Big Technical Data, the Cloud and Data Residency
by Claude Baudoin, Principal Consultant at cébé IT & Knowledge Management. May 2015
The Oil and Gas industry provides an excellent example of some of the conundrums that face the industrial world when it considers the adoption of new information technologies.
On the one hand, this should be a dream environment. Traditional data gathering techniques such as seismic studies, measurement while drilling (MWD) and traditional oil well studies (“wireline logging”) have long produced large amounts of data that complex software algorithms process to guess where the oil or gas is trapped, and what its characteristics are. This has now been augmented with permanent sensors embedded in oil wells, so that the gathering of data no longer stops when drilling is finished, but goes on for the life of the oil well, perhaps 30 to 50 years. As in other examples of the Internet of Things (IoT), there is almost no limit to what big data analytics can discover based on this mass of data, which you have to store and process somewhere.
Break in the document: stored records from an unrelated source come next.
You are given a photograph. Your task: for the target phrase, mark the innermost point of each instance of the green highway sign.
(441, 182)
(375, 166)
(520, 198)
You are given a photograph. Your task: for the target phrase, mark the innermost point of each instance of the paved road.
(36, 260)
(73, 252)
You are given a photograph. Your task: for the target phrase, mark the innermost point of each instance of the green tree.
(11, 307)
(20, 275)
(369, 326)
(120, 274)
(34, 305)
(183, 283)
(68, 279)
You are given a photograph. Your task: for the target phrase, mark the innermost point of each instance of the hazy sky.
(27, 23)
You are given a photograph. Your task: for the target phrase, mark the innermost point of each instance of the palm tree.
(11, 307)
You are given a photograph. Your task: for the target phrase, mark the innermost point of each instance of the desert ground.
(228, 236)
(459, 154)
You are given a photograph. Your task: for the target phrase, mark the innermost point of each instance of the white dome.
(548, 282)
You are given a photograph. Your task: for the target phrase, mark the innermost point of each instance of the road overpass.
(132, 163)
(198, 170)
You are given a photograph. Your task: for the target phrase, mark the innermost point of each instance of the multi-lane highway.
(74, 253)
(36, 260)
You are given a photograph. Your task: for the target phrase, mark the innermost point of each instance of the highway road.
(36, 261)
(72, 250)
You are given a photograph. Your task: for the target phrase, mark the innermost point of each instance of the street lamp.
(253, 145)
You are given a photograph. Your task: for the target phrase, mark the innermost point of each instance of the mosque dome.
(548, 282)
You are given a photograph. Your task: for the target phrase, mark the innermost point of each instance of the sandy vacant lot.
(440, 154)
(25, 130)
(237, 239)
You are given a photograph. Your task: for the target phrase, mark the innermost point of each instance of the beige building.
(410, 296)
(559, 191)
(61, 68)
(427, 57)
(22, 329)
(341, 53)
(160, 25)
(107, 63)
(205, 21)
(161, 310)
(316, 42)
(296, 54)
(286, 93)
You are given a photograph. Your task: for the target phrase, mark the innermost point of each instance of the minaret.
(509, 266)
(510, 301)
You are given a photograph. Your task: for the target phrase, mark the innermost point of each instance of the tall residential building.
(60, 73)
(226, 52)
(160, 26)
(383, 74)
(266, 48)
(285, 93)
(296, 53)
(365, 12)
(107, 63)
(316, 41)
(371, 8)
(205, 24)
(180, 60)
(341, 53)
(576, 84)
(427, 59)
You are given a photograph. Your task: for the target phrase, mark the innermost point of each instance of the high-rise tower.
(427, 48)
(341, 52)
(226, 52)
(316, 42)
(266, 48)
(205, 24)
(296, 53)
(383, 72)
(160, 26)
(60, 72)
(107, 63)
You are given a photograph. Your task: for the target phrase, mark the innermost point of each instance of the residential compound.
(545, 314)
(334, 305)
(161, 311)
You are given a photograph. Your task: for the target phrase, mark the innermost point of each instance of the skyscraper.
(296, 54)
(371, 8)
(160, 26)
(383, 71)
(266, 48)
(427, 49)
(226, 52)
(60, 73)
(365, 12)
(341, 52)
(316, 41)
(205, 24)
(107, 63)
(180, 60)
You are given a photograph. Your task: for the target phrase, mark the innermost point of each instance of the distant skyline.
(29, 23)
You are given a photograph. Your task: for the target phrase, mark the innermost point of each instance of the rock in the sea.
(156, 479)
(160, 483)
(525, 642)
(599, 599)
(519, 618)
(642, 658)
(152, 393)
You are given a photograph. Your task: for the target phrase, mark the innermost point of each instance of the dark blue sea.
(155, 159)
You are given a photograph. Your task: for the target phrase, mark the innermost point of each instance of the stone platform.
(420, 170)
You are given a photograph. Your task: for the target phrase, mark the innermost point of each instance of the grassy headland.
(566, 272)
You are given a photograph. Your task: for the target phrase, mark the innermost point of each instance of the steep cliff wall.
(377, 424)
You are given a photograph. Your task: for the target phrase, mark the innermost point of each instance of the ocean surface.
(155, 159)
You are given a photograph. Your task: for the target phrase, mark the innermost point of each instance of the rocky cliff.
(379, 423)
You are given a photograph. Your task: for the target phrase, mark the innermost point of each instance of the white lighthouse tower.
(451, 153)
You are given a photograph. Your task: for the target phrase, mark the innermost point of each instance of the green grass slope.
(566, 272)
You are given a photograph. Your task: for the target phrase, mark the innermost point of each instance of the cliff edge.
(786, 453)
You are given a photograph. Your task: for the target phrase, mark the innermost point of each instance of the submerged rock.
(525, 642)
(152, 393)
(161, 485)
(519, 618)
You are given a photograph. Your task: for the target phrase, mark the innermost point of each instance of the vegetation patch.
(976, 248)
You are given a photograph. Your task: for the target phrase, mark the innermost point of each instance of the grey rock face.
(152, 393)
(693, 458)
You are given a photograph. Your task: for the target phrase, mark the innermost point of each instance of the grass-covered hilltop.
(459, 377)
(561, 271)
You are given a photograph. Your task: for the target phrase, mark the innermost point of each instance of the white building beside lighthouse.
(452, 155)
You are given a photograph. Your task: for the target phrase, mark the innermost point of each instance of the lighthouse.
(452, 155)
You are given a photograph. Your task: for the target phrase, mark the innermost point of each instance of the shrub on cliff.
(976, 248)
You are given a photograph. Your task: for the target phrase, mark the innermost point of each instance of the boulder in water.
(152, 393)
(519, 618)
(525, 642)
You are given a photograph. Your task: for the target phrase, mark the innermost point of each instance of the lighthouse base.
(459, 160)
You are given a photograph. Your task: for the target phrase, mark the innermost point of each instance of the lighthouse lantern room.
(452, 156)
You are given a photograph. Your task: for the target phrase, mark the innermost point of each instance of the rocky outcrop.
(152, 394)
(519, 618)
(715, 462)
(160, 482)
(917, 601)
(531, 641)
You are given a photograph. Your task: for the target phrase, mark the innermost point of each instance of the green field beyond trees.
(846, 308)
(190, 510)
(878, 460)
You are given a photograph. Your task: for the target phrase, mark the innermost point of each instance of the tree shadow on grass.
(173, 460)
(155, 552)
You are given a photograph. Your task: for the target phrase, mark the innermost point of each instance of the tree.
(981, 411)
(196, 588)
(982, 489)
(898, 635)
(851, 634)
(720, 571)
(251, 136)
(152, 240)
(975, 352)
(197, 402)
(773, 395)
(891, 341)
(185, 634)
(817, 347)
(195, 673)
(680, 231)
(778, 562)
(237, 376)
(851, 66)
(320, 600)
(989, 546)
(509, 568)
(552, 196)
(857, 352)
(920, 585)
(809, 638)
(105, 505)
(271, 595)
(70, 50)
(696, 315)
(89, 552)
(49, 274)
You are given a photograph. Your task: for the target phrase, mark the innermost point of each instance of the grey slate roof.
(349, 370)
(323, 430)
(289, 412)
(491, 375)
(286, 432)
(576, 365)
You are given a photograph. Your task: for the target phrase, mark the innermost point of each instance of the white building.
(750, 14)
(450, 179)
The data volumes in question and the lack of high-speed networking infrastructure at the point of acquisition (think of the deserts of Saudi Arabia or offshore Brazil) have always been a challenge for data processing. At the end of a seismic campaign, a truck is often required to take the data cartridges off the boat and to a data center. Meanwhile, the data center on the ship has already produced intermediate results and transmitted them over satellite links.
Not every company has the software or the data center capabilities to perform the most extensive analyses, and the software to do so is very expensive and evolves rapidly. This seems to be a match made in heaven for a Software as a Service (SaaS) cloud offering. Yet this idea is only now starting to be explored. For example, the leading oilfield services company, Schlumberger, is offering its Intersect 3-D reservoir simulator, jointly developed with Chevron and Total over a ten-year period, in the cloud.
Part of the challenge lies in the data volumes. To get the data processed in the Schlumberger data centers, you have to get it there. Another key obstacle is the extremely high – some would say paranoid – sense of confidentiality attached to this data, on which multi-billion dollar decisions are based.
But a factor that was initially neglected, and has become increasingly important in the past decade, is data residency. Depending where the oil company operates, it may be subject to a host of regulations about what it can do with the data.
Some countries consider their subsurface data to be a sovereign asset, which is only licensed to the oil company in order to prospect and develop the oilfield, but never ceases to belong to the government, and cannot be exported. Other countries are willing to let the data out of the country in order to be processed by highly skilled subcontractors… but when the interpreted data comes back, it wants to levy a value-added tax since the data is now more valuable!
Politics, technology and geography thus combine to create a complex situation – and we didn’t even mention the fears of industrial spying if the data ends up in a cloud that’s hosted in, say, China or under the watchful eyes of the U.S. National Security Agency. Surely, the same issues will confront finance, healthcare and other industries.
We have the fancy technology (cloud, BDA, IoT, etc.) – now we have to solve the real problems!